Husband and wife Demetrious and Valerie Vaughn estimate they’ve been able to spend about 40 days together between July 4 and Friday. Now, they are about to part company once again thanks to the ongoing conflict in Afghanistan.
Staff Sgt. Valerie Vaughn, a medic with the Louisiana National Guard’s 756th Area Support Medical Company, arrived in Louisiana on July 4 following a 9-month deployment to Afghanistan; on Friday, her husband’s Louisiana
National Guard unit held a deployment ceremony.
A combat engineer, Staff Sgt. Demetrious Vaughn will be leaving Monday to spend a year in Afghanistan as part of the 927th Engineer Company of the 769th Engineer Battalion.
His job? Clearing roadside bombs.
The Vaughns, of Baton Rouge, said Friday it’s all part of who they are and what they do.
“I’ve been deployed before, so for me it’s a rerun. I wear the uniform. I swallowed this pill a long time ago,” Demetrious Vaughn, 34, said Friday morning while waiting for the deployment ceremony to begin at the Bethany World Prayer Center. It marks his second tour in Afghanistan following a deployment there in 2003-2004.
Valerie Vaughn, who is studying to be a nurse at Southern University, said the couple’s four children — ages 4, 6, 7 and 12 — grew accustomed to their father being around while she was gone, so there will be an adjustment for them.
“But they (understand) what we do,” Valerie Vaughn, 32, said.
“They talked to mom on Skype; now they will have to talk to dad on Skype,” Demetrious Vaughn said.
The Vaughns are the type of people Maj. Gen. Glenn H. Curtis, adjutant general for the Louisiana National Guard, characterized Friday as his favorite Americans.
“You just go and you don’t ask why,” Curtis told the more than 90 soldiers and their families Friday during a send-off speech at the ceremony.
“I know deployments are tough for families, “Curtis said. “It’s harder being the family left at home. You always worry. Remember, most of the time, your loved ones are safe.”
Curtis said the biggest way families back at home can support their loved ones overseas is to stay in touch.
The company will conduct mobilization training at Fort Bliss, Texas, before deploying to Afghanistan.
PFC Kevin Knippers, 30, a Baton Rouge firefighter, is among those being deployed. His wife, 29-year-old Marcy Knippers, is the secretary to the chief of the Central Fire Department.
Marcy Knippers will be holding down the home front with the couple’s three children while her husband is in Afghanistan.
Kevin Knippers, like Demetrious Vaughn, has been overseas before. He went to Iraq in 2002 with a different Louisiana National Guard unit.
“The toughest part will be us missing him,” Marcy Knippers said after Friday’s ceremony.
Kevin Knippers, like many soldiers who serve their country, will miss certain family milestones while he is gone.

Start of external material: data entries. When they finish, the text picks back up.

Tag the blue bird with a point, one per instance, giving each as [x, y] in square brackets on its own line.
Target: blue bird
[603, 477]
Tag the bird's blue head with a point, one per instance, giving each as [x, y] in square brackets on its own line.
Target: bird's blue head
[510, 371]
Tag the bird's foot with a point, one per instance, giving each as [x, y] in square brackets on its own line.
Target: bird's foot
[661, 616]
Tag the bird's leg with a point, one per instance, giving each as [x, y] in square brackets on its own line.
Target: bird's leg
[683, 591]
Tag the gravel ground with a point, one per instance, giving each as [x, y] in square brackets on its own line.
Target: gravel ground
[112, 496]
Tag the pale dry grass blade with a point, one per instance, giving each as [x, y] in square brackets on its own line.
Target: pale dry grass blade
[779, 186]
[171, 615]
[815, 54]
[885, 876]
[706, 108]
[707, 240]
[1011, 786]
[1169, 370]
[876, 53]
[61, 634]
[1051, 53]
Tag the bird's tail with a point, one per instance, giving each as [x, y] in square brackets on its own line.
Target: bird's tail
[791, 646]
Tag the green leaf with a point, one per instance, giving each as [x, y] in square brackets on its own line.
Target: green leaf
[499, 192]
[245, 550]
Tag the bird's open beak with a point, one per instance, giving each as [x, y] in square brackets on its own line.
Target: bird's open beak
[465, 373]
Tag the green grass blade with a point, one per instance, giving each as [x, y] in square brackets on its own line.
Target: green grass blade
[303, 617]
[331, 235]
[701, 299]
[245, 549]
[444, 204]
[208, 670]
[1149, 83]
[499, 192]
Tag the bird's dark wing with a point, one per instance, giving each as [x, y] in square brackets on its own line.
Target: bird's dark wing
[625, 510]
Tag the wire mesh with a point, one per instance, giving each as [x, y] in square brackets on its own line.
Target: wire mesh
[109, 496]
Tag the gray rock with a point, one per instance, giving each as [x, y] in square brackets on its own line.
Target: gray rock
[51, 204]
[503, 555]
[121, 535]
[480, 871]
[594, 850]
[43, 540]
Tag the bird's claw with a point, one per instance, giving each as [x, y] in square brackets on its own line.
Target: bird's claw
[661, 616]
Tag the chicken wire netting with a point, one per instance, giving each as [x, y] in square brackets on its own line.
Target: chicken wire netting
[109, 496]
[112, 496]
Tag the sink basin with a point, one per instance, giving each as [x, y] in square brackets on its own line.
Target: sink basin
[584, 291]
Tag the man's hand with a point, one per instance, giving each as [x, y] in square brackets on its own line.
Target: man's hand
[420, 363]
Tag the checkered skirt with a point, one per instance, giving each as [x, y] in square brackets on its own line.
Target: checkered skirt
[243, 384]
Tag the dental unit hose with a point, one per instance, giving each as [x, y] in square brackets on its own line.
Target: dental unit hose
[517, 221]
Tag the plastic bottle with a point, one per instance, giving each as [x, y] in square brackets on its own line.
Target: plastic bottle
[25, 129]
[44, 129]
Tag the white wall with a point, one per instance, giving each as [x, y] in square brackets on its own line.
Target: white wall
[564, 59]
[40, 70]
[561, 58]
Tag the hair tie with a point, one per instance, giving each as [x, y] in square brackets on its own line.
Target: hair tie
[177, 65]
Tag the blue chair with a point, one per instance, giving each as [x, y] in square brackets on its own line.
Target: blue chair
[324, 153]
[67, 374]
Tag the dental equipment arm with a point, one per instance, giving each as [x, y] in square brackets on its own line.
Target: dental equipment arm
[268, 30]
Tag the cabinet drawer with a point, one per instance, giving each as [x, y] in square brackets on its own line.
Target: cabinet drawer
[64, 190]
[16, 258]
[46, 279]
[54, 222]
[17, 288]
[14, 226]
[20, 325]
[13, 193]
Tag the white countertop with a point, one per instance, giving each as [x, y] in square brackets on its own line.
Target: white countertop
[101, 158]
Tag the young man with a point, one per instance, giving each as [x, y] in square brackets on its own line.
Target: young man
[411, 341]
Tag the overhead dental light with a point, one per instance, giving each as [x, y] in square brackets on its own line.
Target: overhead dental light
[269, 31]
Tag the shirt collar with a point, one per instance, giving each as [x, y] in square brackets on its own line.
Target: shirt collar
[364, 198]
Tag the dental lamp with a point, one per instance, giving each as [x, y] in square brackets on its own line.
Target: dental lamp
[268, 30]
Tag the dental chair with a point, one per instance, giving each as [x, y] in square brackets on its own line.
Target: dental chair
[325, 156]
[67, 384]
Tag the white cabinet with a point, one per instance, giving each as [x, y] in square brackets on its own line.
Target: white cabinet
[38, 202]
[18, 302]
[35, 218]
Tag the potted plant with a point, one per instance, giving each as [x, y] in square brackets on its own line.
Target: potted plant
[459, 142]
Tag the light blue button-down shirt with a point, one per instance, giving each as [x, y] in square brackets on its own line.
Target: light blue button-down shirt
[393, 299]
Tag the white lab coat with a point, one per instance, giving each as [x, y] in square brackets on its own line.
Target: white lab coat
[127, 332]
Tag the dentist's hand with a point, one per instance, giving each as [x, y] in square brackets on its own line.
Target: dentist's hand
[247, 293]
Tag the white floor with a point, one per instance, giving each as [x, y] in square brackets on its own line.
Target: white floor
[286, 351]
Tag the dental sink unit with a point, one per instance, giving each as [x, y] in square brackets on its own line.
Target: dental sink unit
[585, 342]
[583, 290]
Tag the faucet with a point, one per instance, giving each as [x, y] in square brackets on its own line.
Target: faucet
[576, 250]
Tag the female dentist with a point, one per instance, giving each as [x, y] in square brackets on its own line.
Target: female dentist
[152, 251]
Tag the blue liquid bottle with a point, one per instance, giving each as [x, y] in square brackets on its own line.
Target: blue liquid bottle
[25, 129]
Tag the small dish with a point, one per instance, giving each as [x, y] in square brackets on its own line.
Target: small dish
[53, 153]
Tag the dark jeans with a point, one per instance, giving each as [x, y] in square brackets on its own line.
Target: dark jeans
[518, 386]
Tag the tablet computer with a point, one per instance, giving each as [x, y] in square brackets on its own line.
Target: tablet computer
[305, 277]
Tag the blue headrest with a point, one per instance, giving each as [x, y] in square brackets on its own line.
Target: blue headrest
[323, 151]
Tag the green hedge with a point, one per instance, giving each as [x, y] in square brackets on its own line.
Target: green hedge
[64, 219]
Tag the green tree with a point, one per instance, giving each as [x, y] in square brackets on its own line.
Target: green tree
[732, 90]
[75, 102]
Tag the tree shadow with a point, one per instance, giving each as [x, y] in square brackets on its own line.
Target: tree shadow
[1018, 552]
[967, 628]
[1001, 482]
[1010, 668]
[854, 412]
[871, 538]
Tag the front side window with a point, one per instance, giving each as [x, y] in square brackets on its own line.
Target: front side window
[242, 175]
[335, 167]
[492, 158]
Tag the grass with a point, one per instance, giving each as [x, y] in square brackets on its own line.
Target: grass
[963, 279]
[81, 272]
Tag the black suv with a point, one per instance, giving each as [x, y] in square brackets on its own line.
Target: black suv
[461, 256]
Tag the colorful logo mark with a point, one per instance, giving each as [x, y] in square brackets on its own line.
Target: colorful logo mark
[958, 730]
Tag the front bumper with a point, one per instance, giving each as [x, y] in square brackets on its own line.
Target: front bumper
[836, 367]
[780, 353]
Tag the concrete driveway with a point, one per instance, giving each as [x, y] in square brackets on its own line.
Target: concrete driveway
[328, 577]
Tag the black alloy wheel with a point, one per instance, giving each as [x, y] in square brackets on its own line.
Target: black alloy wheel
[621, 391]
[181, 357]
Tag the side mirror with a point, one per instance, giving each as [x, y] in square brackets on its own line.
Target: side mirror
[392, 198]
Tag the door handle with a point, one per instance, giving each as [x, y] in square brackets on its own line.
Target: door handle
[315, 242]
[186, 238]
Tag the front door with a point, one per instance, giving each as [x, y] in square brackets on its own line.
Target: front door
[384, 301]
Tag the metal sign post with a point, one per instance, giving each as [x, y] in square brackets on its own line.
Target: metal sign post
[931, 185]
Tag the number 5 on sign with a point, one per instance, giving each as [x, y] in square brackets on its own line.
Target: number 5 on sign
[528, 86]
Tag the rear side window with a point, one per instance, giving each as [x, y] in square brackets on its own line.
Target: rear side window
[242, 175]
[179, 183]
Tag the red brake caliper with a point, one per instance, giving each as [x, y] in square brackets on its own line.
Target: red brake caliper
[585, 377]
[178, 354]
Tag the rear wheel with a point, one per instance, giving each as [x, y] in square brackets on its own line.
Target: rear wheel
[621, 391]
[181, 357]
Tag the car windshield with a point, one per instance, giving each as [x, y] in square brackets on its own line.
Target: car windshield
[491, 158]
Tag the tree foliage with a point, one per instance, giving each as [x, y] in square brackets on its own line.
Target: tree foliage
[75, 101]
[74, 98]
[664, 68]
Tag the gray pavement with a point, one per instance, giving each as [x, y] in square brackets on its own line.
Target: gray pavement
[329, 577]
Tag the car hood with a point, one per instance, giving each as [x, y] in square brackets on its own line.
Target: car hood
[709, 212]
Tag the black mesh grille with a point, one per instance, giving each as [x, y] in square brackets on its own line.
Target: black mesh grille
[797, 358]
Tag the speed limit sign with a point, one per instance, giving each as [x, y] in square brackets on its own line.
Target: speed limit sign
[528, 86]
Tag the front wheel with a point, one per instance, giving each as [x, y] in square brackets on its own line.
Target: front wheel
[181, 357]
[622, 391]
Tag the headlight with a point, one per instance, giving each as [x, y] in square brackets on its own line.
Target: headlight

He won’t be there for his 10th wedding anniversary. Nor will he be around for his 11-month-old child’s first birthday.
“But he loves his job. He really likes what he does,” Marcy Knippers said.
Marcy Knippers said the year will be stressful. Her husband’s job is dangerous.
“Yeah. We go looking for them (bombs) and hopefully find them before they find us,” Kevin Knippers said.
The company is commanded by Capt. James Hoover.
Hoover said after the ceremony that the toughest part of his job is what he doesn’t know right now.
“As leaders, we like to think we have all the answers. We train hard, all of us, and we know what we’re doing. But there are some things we won’t know until we get there,” Hoover said.
Hoover said his soldiers are excellent at what they do.
“They are tremendous professionals and I can’t wait to work with them,” Hoover said.